RHB Research

Telekom Malaysia - BPL Comes To Hypp TV

kiasutrader
Publish date: Thu, 01 Aug 2013, 09:36 AM

We are mildly positive on TM’s move to acquire selected  Barclays Premier  League  (BPL)  live  matches  from  Astro  as  we  believe  the content will not come cheap and is unlikely to materially affect earnings in the short term. Besides competitive reasons (for Astro), TM may have chosen  to  have  limited  access  to  BPL  to  avoid  squeezing  margins already pressured by high labour costs and HSBB maintenance costs. 
 
  BPL on HyppT V . Telekom Malaysia (TM)’s wholly-owned subsidiary TM Net  SB  yesterday  announced  it  has  entered  into  a  Channel  Supply Agreement  (CSA) with  Astro Malaysia  Holdings  (ASTRO  MK;  BUY,  FV: MYR3.36)  for  the  carriage  of  two  Astro  SuperSport  Channels  on HyppTV.  The  CSA  will  allow  TM’s  broadband  subscribers,  of  both Streamyx  and  UniFi,  access  to  premium  sports  content,  including selected BPL live matches for seasons 2013/14 to 2015/16.  


  Mildly positive for TM. With the CSA, Streamyx and UniFi subscribers will be able to have access, albeit on a limited basis, to the BPL through HyppTV. This offers TM the opportunity to uplift its average revenue per user (ARPU), but this may not directly translate into earnings in the short term due to the associated content costs, which we believe will not come cheap.  


  TM to keep watch on margins.

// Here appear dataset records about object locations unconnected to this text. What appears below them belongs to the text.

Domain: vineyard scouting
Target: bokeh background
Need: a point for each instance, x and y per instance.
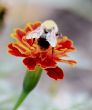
(74, 18)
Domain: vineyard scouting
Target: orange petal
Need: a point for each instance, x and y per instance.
(35, 25)
(55, 73)
(14, 51)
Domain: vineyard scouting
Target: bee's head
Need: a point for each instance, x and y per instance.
(50, 25)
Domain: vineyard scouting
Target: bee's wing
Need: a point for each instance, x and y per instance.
(51, 38)
(35, 34)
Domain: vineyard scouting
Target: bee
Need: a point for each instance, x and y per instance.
(46, 35)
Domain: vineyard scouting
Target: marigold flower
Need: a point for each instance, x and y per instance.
(35, 55)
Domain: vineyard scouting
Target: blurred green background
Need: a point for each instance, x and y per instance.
(74, 18)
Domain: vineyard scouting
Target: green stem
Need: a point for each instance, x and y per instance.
(30, 81)
(20, 100)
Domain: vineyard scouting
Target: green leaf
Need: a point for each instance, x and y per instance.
(30, 81)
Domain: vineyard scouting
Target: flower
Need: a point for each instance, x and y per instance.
(34, 55)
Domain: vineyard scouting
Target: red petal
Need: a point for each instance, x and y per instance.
(15, 51)
(20, 33)
(55, 73)
(30, 63)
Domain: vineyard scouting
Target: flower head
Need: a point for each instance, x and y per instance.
(36, 52)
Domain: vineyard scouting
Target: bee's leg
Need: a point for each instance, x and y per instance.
(33, 41)
(52, 50)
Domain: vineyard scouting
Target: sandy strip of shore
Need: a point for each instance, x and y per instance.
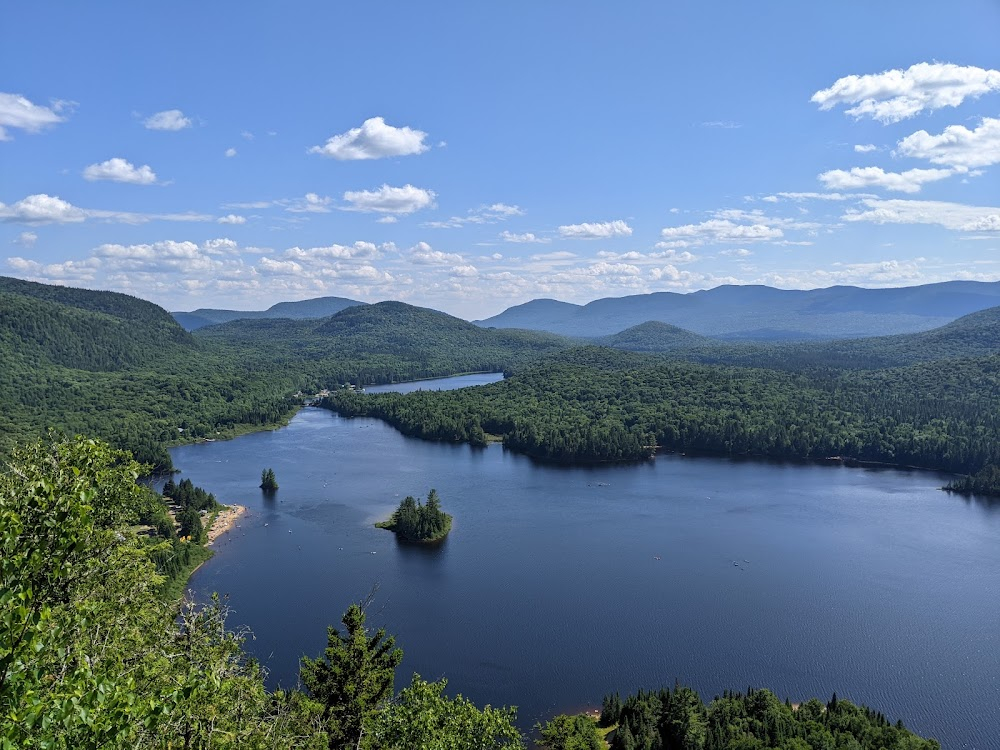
(224, 521)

Given the high cost of the BPL content –  media  reports  indicate  Astro  having  paid  around  MYR800m  for  the rights to air the three upcoming seasons – it is not surprising that TM will have chosen to have access to only selected BPL matches. We believe TM  would  also  like  to  keep  a  watch  on  its  margins  and  is  therefore unlikely  to  spend  too  much  for  full  access  to  the  BPL  if  this  was  an option.  TM  spends  far  less  on  content  costs  (we  estimate  around MYR200m-MYR300m this year) compared to Astro (roughly MYR1.2bn).

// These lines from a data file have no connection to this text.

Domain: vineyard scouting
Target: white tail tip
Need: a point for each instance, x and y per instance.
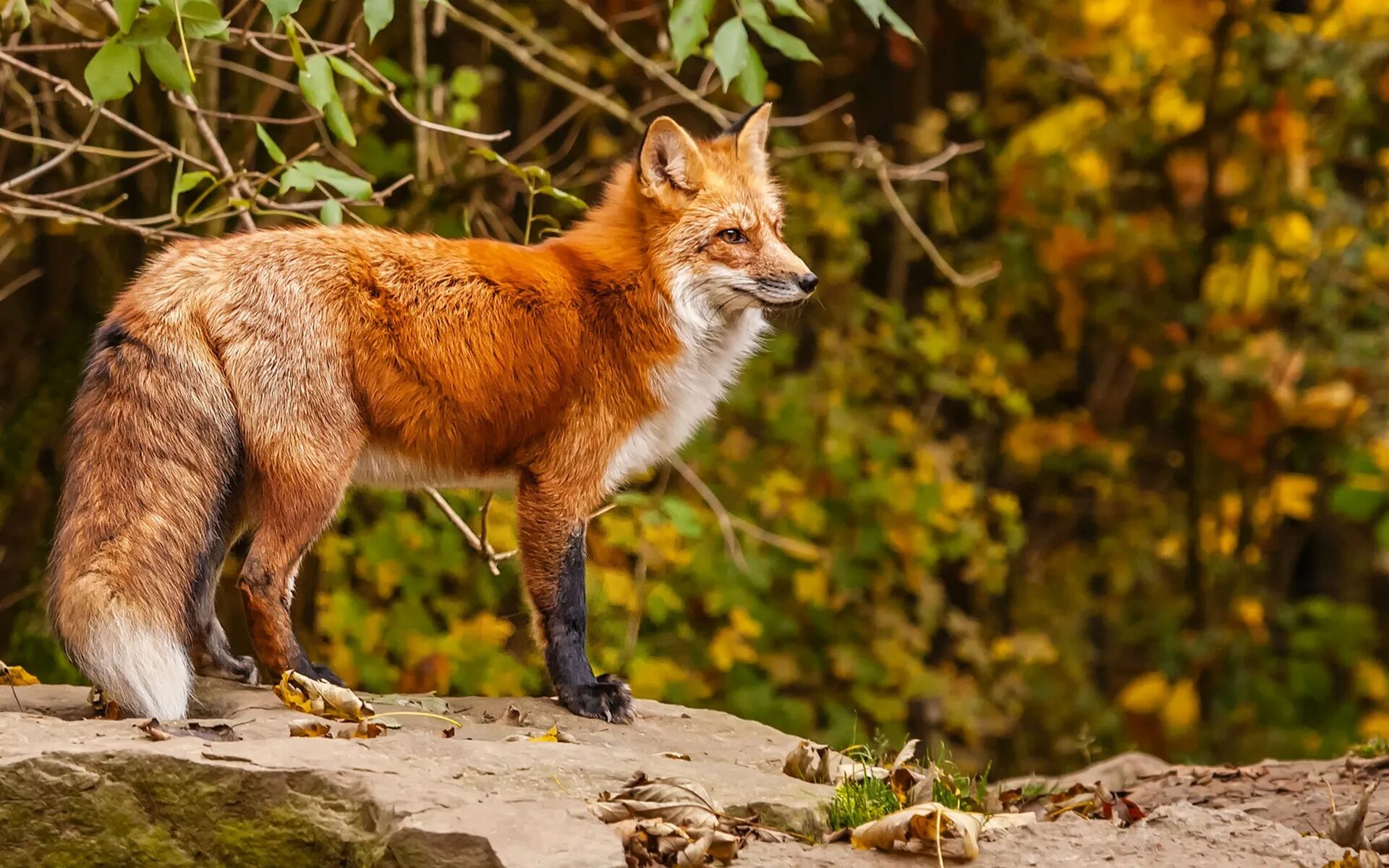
(145, 668)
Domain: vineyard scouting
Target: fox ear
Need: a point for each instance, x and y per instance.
(752, 137)
(670, 164)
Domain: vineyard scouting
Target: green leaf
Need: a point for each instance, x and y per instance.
(125, 13)
(190, 181)
(466, 82)
(791, 7)
(278, 156)
(563, 196)
(394, 72)
(731, 51)
(880, 12)
(689, 27)
(167, 66)
(152, 27)
(752, 84)
(315, 81)
(202, 20)
(338, 122)
(1356, 504)
(306, 174)
(378, 14)
(332, 213)
(899, 25)
(354, 75)
(278, 9)
(777, 38)
(110, 71)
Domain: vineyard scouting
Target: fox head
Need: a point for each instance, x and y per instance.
(714, 217)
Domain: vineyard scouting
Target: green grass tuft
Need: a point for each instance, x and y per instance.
(860, 801)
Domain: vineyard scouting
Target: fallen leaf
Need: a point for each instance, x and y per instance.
(931, 821)
(678, 800)
(320, 697)
(906, 754)
(1348, 825)
(310, 729)
(103, 707)
(16, 677)
(163, 732)
(365, 729)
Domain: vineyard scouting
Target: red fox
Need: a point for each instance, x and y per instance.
(241, 385)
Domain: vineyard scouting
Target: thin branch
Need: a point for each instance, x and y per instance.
(102, 182)
(16, 285)
(205, 129)
(489, 555)
(527, 60)
(726, 522)
(650, 67)
(56, 160)
(63, 87)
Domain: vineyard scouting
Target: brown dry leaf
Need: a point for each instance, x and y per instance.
(16, 677)
(677, 800)
(103, 707)
(821, 764)
(1348, 825)
(163, 732)
(931, 821)
(310, 729)
(365, 729)
(320, 697)
(553, 733)
(913, 786)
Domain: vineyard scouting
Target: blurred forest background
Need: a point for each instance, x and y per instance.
(1084, 448)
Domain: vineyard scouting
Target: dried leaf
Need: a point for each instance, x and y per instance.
(676, 800)
(1348, 825)
(103, 707)
(906, 754)
(16, 677)
(163, 732)
(320, 697)
(310, 729)
(365, 729)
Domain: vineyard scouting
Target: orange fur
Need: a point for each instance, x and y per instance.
(299, 362)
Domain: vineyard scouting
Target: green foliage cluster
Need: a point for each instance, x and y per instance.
(1131, 493)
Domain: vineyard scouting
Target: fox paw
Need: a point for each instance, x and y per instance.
(608, 699)
(324, 673)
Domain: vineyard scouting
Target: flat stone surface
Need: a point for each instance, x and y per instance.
(77, 791)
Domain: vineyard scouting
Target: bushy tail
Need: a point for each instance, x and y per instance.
(155, 453)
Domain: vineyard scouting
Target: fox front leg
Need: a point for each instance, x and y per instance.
(552, 555)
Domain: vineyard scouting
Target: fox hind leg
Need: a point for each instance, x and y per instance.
(296, 506)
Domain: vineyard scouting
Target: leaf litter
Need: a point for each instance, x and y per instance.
(674, 821)
(321, 699)
(935, 801)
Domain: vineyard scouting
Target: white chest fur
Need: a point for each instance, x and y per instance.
(712, 354)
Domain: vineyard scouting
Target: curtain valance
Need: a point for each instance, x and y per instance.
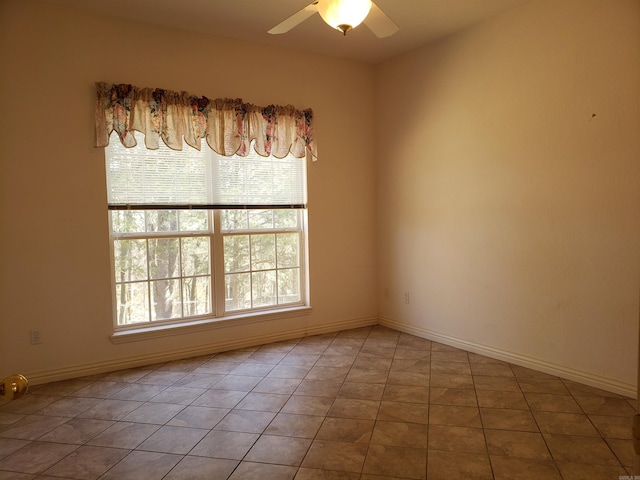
(228, 125)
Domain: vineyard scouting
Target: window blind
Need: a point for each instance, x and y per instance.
(139, 178)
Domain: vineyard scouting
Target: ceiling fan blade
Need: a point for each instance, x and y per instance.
(379, 23)
(295, 19)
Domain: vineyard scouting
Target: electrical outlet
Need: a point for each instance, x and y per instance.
(36, 338)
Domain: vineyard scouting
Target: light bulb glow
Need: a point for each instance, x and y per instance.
(344, 15)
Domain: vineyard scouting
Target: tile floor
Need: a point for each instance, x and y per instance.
(369, 404)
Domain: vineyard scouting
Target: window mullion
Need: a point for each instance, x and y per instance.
(218, 279)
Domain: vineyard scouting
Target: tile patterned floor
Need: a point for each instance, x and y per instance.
(368, 404)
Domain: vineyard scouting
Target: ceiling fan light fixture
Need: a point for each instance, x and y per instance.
(344, 15)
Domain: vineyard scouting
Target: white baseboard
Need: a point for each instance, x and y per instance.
(46, 376)
(587, 378)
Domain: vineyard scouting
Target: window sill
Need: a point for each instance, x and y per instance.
(158, 331)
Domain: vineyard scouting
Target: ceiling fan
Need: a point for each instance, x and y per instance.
(343, 15)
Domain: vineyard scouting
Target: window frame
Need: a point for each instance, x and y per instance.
(219, 316)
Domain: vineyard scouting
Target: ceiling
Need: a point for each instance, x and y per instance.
(420, 22)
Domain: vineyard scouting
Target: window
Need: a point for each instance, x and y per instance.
(196, 235)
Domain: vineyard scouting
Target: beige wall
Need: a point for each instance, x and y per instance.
(509, 189)
(54, 250)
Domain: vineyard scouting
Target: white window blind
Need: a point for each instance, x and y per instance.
(138, 178)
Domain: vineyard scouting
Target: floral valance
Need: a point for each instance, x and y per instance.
(228, 125)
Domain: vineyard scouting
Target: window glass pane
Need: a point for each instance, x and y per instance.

  Investment case. We remain NEUTRAL on TM with an unchanged DCF valuation  (WACC:  8.1%,  TG:  1.5%)  of  MYR5.30.  Management  is keeping its gun powder dry on capital management prospects in view of a MYR2.1bn bond due for repayment later this year while capex remains elevated.  However,  TM’s  gearing  level  looks  comfortable,  which suggests it might refinance the borrowings and thus free up its cashflow.